There is no place like these homes. Danish designers Ben & Sebastian show through vivid 3D renderings, real-life architectural sculptures and life-sized building models that there is a way to take our imagination – the architecture we dream of – and make it come alive.
City of the (Re)Oriented is one of their most incredible works, like something straight out of a William Gibson vision of a futuristic three-dimensional cityscape, an MC Escher piece for postmodern times or perhaps the urban pathways of our very minds. So what does it mean”The ‘map’ has long been useless in a city whose streets are continually reshaped by their walkers, vendors, sponsors, hobby street artists and salvation-sellers. In this anthill of possibilities only the most elastic orientation software can direct the city’s inhabitant through its myriad of shifting, tangled streets.”
If the work shown above is whimsical, playful and carefree, then this piece is anything but. Titled ‘Mountain of Depression’ it is quite self-explanatory: a physical manifestation (in the form of a shattered interior design scene) of the real psychological damage that one can endure during a mental health crisis.
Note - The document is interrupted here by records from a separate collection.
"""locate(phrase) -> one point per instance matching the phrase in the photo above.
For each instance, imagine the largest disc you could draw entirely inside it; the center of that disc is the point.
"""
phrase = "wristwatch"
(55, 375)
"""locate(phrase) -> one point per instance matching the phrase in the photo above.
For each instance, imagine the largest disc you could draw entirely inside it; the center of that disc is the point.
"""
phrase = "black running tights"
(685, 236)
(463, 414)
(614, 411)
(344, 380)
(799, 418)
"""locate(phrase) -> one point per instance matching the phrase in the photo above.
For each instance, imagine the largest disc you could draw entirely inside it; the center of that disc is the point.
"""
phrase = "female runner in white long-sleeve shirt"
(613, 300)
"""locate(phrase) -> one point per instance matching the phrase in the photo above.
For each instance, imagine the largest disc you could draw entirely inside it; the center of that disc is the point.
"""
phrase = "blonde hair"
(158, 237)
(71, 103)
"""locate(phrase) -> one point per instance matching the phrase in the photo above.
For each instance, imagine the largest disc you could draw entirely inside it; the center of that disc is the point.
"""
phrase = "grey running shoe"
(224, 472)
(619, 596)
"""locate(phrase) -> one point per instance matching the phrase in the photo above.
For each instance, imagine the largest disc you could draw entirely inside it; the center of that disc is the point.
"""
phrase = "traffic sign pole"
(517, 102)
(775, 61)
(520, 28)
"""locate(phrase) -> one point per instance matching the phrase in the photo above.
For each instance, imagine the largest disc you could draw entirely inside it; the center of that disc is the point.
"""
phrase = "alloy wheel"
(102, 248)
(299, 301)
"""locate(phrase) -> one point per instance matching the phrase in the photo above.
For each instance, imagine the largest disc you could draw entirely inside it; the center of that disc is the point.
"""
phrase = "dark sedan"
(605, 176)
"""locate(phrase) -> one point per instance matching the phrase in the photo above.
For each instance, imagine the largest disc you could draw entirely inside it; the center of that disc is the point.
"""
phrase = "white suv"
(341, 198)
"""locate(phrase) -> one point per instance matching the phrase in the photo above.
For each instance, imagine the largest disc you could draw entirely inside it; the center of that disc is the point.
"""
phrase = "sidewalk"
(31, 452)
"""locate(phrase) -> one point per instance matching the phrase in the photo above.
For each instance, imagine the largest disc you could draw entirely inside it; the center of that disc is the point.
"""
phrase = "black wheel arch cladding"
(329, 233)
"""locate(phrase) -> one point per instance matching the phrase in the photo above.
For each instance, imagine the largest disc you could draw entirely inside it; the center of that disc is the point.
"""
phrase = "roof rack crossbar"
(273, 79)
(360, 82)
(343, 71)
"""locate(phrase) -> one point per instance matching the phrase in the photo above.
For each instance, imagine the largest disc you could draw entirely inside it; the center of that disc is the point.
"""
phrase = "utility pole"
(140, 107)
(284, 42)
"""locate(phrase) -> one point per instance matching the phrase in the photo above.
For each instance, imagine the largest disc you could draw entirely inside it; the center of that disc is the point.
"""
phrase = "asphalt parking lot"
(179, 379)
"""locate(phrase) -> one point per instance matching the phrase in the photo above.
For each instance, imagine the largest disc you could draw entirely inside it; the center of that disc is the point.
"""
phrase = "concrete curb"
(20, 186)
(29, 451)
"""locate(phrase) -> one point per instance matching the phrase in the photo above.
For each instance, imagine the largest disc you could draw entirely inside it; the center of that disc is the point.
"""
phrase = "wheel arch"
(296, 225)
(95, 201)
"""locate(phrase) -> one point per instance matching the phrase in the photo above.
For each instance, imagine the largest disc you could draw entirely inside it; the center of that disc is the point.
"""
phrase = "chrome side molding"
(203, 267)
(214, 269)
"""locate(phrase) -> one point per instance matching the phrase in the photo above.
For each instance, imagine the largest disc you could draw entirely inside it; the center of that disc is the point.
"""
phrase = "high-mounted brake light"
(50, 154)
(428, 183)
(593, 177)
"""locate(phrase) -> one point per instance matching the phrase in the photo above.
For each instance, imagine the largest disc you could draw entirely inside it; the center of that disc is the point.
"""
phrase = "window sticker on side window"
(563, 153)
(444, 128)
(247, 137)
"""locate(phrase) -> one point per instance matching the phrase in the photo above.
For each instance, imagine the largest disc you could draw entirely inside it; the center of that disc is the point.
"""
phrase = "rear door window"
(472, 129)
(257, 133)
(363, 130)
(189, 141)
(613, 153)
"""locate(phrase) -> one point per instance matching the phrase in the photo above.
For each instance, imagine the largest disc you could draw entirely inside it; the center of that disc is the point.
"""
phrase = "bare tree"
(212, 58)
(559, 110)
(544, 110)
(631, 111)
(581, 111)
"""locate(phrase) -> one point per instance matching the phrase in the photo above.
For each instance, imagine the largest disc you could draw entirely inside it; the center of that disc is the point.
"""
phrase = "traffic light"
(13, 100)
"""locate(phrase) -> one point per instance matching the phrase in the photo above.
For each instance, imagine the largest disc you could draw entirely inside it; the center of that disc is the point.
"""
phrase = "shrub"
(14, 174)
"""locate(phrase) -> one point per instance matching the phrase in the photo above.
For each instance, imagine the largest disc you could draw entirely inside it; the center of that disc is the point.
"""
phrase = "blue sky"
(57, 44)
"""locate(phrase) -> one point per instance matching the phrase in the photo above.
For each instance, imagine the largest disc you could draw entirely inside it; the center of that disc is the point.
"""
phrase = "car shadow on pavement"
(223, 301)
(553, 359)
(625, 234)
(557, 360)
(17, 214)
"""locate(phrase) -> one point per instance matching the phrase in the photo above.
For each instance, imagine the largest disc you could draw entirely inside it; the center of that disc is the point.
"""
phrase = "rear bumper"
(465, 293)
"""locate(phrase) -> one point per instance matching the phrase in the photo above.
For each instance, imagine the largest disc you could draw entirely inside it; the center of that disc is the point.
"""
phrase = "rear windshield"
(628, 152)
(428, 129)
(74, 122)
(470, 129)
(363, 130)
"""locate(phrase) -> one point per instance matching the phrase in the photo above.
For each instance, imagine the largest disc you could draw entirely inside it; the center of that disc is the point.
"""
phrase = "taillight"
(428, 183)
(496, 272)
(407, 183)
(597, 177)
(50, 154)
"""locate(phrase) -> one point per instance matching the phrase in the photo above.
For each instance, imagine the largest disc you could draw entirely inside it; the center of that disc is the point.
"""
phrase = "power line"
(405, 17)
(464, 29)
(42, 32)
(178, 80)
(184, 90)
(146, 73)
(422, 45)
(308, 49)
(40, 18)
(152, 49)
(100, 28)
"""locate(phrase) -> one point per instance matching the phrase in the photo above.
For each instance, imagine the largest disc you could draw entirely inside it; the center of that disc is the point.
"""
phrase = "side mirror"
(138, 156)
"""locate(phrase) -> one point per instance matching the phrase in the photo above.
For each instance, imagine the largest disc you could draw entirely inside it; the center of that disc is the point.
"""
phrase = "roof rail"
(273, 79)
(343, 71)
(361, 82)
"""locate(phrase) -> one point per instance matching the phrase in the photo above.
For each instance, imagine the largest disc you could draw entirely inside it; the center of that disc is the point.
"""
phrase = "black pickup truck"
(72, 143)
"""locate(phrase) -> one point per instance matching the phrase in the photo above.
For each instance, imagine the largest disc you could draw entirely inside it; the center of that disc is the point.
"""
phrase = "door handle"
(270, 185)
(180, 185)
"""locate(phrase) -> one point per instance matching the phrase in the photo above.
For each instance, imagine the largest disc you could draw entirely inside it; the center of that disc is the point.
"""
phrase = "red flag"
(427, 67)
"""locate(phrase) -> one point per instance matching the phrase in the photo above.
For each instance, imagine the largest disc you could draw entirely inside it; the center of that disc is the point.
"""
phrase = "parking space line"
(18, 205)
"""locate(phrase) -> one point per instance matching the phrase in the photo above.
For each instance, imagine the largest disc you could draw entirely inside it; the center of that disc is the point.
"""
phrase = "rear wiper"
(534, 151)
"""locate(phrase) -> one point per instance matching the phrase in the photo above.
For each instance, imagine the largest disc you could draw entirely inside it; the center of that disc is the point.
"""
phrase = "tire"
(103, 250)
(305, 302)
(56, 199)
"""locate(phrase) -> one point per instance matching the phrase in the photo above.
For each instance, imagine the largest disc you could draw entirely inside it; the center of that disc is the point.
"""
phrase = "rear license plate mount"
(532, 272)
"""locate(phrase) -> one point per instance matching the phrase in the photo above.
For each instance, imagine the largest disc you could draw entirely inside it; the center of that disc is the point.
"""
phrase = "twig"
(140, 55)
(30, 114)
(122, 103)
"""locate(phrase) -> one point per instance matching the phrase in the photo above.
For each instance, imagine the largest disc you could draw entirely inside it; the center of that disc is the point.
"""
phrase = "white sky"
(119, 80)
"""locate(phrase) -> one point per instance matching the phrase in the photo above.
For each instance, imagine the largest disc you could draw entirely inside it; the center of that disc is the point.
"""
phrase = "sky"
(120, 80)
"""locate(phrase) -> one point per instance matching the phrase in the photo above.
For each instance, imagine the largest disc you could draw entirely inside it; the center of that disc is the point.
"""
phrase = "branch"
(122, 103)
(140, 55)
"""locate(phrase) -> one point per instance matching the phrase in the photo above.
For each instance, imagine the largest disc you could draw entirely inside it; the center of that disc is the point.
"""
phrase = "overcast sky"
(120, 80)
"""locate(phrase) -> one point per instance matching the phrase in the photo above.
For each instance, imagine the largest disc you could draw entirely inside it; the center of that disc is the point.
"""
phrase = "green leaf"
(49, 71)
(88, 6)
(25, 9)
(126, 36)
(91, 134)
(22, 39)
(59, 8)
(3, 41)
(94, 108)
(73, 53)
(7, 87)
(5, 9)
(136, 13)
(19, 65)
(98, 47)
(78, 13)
Only a conceptual model, it is nonetheless compelling (not to mention disturbing) even at as a small-scale miniature mock-up.
Other pieces by this designer duo include a conceptual Tower-of-Babel-style spiral structure that winds its way to the clouds – composed entirely of chairs – and furniture-like works that blur boundaries between various arts and crafts, inviting us to think big and small all at the same time.
“The work of the collaborative artist practice, benandsebastian, teeters on a cusp between designed physicality and intangible theories of the mind. Trained in architecture and theoretically versed, their sculptures take on elaborate mechanics and boast intricate detailing, yet speak to vast philosophical and sociological systems. It is impossible to concretely anchor their work, an elusiveness made evident in their recent exhibition at the Designmuseum Danmark, ‘Phantom Limbs’. Embedded directly within the permanent collection and specifically paired with unexpected inventory from Copenhagen’s Medical Museum, National Museum and the attics of Designmuseum Danmark, their work becomes not only the sculptures on display, but the myriad relationships made between context and object, between body and limb. Evoking the medical sense of phantom limbs, where an amputee still feels the presence of the absent limb, benandsebastian navigate the museum context and call into question the assumed wholeness we expect, perceive and viscerally feel.”